For adults with lower viral load, and lower CD4 number, they um, may, not need…to initiate…treatment, um, and have continued monitoring of their health, their viral load and their CD4 number.

Because with um, advances in um, our understanding of HIV and treatment, um, it’s clear that a person’s risk of serious opportunistic um, disease, um, is, and their risk of progression to Aids-defining illness is determined by their viral load and their cd4 number, and uh, those seem to be the numbers at which we can balance the uh, need for treatment with, uh, avoiding, if treatment is not needed, uh, one, um, being on a medicine chronically, and two, the potential side-effects from medications.

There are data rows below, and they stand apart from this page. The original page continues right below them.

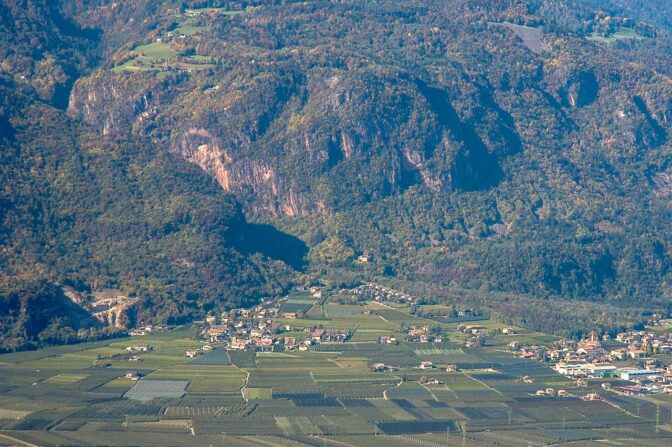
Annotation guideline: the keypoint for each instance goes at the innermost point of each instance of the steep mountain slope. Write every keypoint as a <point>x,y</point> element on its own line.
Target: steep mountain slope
<point>518,146</point>
<point>81,211</point>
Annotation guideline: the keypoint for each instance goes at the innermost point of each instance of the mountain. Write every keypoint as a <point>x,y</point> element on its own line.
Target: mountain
<point>510,146</point>
<point>85,213</point>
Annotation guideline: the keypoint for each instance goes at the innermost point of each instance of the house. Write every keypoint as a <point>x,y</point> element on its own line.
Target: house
<point>238,344</point>
<point>317,334</point>
<point>426,365</point>
<point>289,342</point>
<point>265,343</point>
<point>132,375</point>
<point>619,354</point>
<point>139,348</point>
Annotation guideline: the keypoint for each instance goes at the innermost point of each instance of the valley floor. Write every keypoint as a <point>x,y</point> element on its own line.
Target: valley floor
<point>398,380</point>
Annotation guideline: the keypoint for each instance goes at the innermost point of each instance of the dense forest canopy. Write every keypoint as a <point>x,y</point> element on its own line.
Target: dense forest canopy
<point>518,146</point>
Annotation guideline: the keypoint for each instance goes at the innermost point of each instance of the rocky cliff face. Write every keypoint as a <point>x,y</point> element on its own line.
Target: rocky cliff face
<point>270,142</point>
<point>294,132</point>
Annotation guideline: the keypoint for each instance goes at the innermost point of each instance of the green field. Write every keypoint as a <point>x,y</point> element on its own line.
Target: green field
<point>77,395</point>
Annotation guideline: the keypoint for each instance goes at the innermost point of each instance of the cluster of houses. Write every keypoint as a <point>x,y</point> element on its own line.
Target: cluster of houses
<point>148,329</point>
<point>242,329</point>
<point>378,293</point>
<point>626,357</point>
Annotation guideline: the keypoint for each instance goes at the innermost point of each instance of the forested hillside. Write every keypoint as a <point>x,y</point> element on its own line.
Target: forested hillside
<point>517,146</point>
<point>80,211</point>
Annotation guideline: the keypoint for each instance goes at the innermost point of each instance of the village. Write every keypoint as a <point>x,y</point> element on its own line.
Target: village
<point>633,358</point>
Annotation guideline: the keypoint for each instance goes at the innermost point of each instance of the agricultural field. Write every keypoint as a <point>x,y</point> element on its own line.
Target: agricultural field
<point>330,395</point>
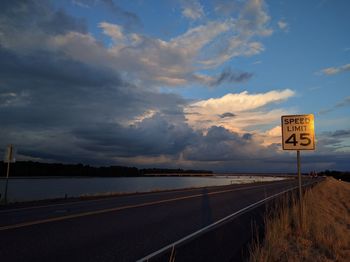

Yes, any medicine has side-effects,

LS: Right, well, but…

Dr. Painter: In any clinical endeavor, the aim is to, um, determine the balance between the illness, um, and the very real risk, of the illness, if it progresses, and certainly Aids – HIV and Aids, untreated, is a terminal diagnosis. That needs to be remembered.

LS: Well, well…

Dr. Painter: And so, the, the side effects of the medicines, um, are increasingly, um, well-understood, and can be monitored and can be, um, either treated with changes in the medicine, addition of other medicines…

For instance, the bone marrow suppression that is sometimes seen, resulting in anemia or low white counts for patients on um, AZT, and that’s the older name, the new initials are ZDV for Zidovudine, uhm, one, can be monitored, by, um, CPV [circulating blood plasm] counts (6), every, oh few months, and if necessary, can sometimes the Zidovudine, can be continued, or perhaps at a reduced dose, or perhaps with, um, support of the bone marrow by a drug called G-CSF (7), which helps increase the nutriphil component of the white count, or in the case of anemia, um, Epogen (8, 9), which helps increase the red count.